5. The statement references the Stern report, which is an economic paper referenced to give support for the use of massive political power over citizens' activities. Economic analysis of the Stern report, however, shows that Stern chose to use an extremely low, near-zero discount rate (0.1%) instead of a normal rate such as 3.5%, thus essentially Stern equates cost and value today with that in the distant future, when we know that economic growth has made us many times wealthier today than a hundred years ago and that this trend continues. To highlight this, at 3.5% growth we would have 31.2 times more wealth in 100 years whereas at 0.1% growth we will be 1.1 times wealthier. This is not a trivial difference and reveals the uselessness of the Stern report.

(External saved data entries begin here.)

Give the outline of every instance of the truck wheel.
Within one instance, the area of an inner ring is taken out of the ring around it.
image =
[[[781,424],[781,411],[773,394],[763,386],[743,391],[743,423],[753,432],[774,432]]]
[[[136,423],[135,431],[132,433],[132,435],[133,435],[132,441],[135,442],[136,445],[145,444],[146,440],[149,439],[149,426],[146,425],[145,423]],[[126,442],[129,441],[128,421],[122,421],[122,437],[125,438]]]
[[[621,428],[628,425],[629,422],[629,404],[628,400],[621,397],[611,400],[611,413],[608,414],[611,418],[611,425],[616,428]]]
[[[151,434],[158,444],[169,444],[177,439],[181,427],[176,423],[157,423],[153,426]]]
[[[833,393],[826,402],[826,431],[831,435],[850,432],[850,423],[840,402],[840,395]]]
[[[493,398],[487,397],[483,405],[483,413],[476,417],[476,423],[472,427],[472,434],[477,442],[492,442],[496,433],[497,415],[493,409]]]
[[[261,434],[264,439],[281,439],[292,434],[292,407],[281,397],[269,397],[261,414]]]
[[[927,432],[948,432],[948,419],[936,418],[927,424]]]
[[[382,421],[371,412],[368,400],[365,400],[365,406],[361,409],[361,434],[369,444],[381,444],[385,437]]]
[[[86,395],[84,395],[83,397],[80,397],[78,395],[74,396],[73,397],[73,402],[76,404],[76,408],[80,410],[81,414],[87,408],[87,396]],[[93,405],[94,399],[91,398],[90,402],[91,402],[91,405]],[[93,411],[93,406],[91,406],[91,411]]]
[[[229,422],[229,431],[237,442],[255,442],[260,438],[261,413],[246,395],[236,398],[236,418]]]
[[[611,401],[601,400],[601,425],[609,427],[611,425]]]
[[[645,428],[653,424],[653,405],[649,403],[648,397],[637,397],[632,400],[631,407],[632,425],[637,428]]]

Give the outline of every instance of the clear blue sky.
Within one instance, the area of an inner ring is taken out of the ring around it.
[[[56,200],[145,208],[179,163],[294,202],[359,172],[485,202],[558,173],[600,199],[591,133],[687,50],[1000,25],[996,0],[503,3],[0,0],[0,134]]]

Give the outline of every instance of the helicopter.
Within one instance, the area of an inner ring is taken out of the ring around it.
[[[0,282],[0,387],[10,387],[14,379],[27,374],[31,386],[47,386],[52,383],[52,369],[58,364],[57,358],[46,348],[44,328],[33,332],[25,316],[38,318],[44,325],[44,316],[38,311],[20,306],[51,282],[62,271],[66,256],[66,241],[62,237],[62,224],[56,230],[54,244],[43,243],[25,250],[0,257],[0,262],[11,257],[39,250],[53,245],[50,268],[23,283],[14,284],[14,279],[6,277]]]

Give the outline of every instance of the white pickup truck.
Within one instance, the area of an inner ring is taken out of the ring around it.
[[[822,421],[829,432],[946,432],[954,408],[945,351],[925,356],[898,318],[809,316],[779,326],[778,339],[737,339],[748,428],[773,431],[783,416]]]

6. The statement references the carrying capacity of the planet and the need to live within it. The notion of a planetary carrying capacity is an anti-concept that uses non-essential characteristics to make us think there is a problem. An essential characteristic of man is that he creates resources from raw materials found in nature. The raw materials have always been there and they only become resources through the application of human reasoning to make them valuable for human life. The concept of value is a moral one and not a scientific one, thus no scientist can identify a threshold for the excess creation of value, since there is no measurable limit to value creation. The entire physical matter of the planet is a potential resource for humans, as are other planets and stars.

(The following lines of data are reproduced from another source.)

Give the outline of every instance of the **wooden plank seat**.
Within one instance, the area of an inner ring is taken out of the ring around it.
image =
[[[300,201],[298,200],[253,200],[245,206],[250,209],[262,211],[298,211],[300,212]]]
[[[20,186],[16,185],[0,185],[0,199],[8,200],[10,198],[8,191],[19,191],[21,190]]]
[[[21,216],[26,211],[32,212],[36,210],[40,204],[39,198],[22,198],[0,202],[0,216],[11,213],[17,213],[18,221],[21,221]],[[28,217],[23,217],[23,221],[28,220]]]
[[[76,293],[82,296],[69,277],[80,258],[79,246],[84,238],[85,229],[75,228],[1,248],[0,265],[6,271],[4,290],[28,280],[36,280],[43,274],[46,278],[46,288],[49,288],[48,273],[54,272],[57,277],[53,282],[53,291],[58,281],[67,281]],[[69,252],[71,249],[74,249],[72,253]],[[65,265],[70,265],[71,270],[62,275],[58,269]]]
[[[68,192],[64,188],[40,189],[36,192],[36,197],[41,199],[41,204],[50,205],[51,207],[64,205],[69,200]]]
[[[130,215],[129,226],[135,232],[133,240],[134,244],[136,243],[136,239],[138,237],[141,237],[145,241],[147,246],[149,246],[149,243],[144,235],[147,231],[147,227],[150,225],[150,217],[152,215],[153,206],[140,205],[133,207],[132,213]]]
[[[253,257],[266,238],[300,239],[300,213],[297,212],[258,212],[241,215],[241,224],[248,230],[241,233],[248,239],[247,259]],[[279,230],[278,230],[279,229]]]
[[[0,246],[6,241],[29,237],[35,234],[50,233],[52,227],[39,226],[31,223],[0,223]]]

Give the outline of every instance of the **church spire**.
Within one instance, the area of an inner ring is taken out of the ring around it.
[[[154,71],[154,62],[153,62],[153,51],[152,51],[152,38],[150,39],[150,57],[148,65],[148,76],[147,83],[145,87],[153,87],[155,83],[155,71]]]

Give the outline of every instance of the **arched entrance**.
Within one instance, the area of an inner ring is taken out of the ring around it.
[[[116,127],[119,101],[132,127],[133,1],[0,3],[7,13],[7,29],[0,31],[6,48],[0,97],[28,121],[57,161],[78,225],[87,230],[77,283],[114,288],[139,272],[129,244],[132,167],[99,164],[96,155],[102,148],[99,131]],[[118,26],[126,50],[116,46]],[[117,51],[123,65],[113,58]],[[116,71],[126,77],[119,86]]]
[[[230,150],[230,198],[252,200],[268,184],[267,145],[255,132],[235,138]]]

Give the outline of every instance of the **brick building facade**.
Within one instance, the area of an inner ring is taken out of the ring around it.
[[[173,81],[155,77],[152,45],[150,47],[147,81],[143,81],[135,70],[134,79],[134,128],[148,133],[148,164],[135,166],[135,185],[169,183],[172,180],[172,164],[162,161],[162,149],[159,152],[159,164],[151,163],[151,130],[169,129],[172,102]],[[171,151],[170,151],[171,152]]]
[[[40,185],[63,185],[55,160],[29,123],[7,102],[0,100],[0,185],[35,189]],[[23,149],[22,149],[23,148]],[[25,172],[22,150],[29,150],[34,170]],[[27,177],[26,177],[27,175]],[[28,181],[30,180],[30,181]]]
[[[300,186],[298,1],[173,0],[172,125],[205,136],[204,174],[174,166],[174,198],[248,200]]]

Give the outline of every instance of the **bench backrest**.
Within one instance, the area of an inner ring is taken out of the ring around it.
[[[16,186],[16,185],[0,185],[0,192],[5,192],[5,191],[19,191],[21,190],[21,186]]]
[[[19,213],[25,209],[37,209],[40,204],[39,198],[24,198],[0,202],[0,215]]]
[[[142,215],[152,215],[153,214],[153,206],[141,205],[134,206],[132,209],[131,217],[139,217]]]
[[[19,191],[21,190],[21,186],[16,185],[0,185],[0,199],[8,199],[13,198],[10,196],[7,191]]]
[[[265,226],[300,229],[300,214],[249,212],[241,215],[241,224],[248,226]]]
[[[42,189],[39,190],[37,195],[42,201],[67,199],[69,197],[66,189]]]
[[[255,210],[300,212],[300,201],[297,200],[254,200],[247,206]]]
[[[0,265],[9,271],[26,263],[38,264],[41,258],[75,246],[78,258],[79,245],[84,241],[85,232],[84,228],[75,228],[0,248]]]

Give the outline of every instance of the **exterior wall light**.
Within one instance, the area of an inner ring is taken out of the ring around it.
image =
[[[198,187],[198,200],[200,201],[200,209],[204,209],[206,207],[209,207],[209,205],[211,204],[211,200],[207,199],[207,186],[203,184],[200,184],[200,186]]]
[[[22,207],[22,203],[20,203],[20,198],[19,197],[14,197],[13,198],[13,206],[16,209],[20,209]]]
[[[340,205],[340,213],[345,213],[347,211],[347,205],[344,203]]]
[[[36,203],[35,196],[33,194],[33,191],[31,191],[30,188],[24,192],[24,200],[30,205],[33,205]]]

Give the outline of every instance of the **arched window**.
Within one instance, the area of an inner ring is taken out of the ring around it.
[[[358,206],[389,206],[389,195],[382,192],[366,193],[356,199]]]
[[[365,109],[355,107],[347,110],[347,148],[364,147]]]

The challenge of human food supply provides one illustration of the limitless ability of humans to create value. Before the discovery, commercialization and industrialization of fossil fuel energy, the basic condition of humans was to be hungry, weak and sick. With fossil fuel energy we live longer, healthier lives with abundant food. Only in the shrinking portion of the world that has yet to adopt a greater degree of capitalism and industrialization is widespread hunger a problem. 150 years ago, 25 men working all day harvested and threshed a ton of grain. Today with a combine harvester it takes… six minutes. Farm productivity is up 2,500-fold by this measure. In just the last 25 years 2 billion people have emerged out of a condition of hunger and only a single country's population gets less than 2,000 calories per day: Zambia. In just 25 years (1990-2015) extreme poverty was reduced by 138,000 people per day, for a total of 1.25 billion.

How does a reasoning being, faced with the incredible improvements in the human condition due to the use of fossil fuel energy that provides 85% of world energy not see the wonders we have accomplished? Only an ideology that sees humanity as a blight upon the face of the planet - a philosophy that is fundamentally anti-human - can oppose human freedom to produce more energy and progress naturally towards the discovery of even more abundant, more concentrated and even more powerful energy sources we will no doubt find. To quote Amory Lovins, one of the leaders of just such an ideology that has become known as environmentalism, "Complex technology of any sort is an assault on human dignity. It would be little short of disastrous for us to discover a source of clean, cheap, abundant energy, because of what we might do with it." Oh, the horrors of clean, cheap, abundant energy!